Cost-utility of fingolimod compared with dimethyl fumarate in highly active relapsing-remitting multiple sclerosis (RRMS) in England.J Med Econ. 2015; 18(11):874-85.JM
The cost-effectiveness of new oral disease-modifying therapies (DMTs) has not been modeled in highly active (HA) relapsing-remitting multiple sclerosis (RRMS) requiring escalation therapy. This study sought to model the cost-effectiveness of fingolimod compared to dimethyl fumarate (DMF), for which relevant HA RRMS sub-group data were available, from the perspective of the National Health Service (NHS) in England.
A cohort Markov model based on Expanded Disability Status Scale scores, similar to previous model designs, was constructed. Published post hoc clinical data in the HA RRMS sub-groups were taken from the pivotal trials for fingolimod and DMF vs placebo. Utility data for each health state and for relapses were used in line with previous similar models. Published costs were inflated to NHS cost year 2013-2014 and UK list prices used for both drugs. Possible Patient Access Scheme (PAS) discount scenarios were investigated.

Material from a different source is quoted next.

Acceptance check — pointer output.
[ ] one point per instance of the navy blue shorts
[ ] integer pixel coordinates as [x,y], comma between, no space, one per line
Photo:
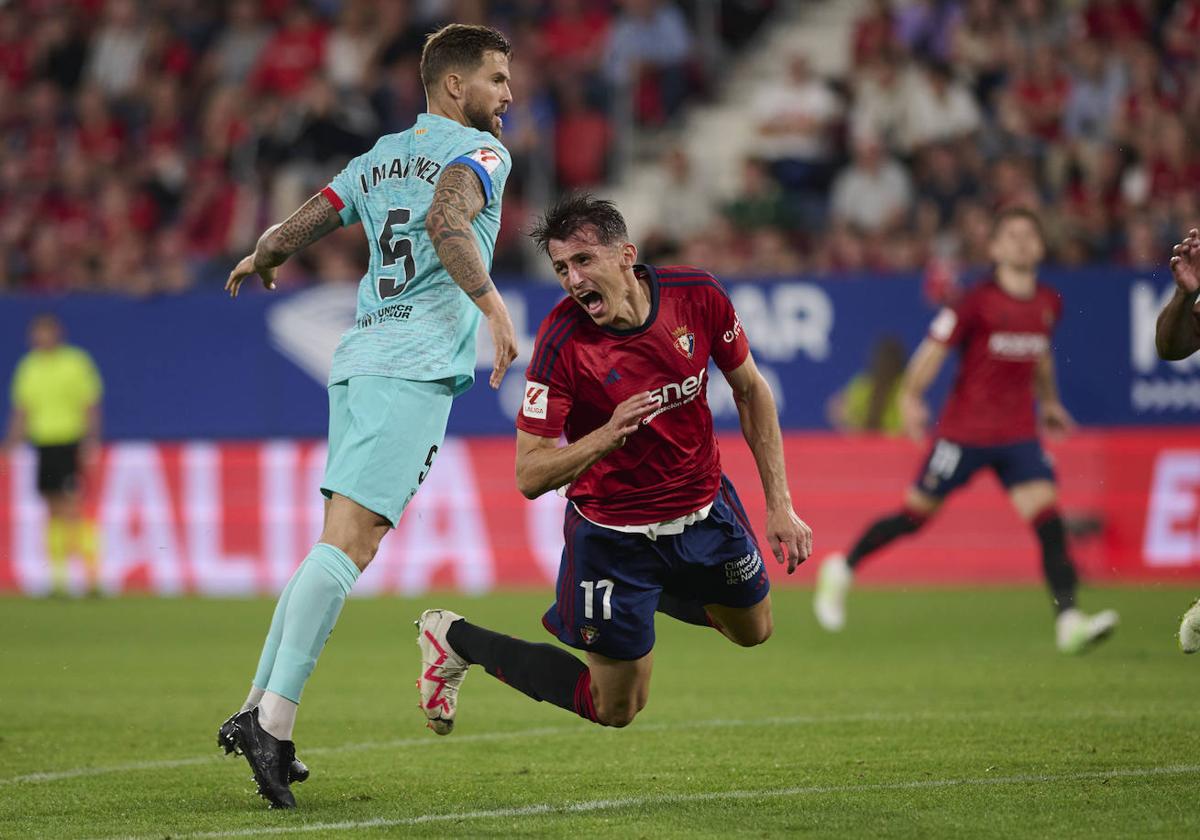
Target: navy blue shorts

In the base case, using list prices for each DMT, the average probabilistic incremental cost-effectiveness ratio (ICER) for fingolimod vs DMF was found to be £ 14,076, with a 73% chance of fingolimod being cost-effective at a willingness-to-pay threshold of £ 30,000. Scenario and sensitivity analyses showed that uncertainty in disability progression efficacy was a key model driver. The model was robust to other changes and the majority of PAS permutations do not contradict the base case finding of cost-effectiveness of fingolimod.
In conclusion, fingolimod remains cost-effective in HA RRMS following the introduction of DMF to the UK market, and this paper supports the evidence that has led fingolimod to be the only oral DMT reimbursed for HA RRMS in England. This model supports the restriction imposed by National Institute for Health and Care Excellence (NICE) on DMF in HA RRMS and highlights the importance of considering different sub-groups of multiple sclerosis when performing health economic analyses.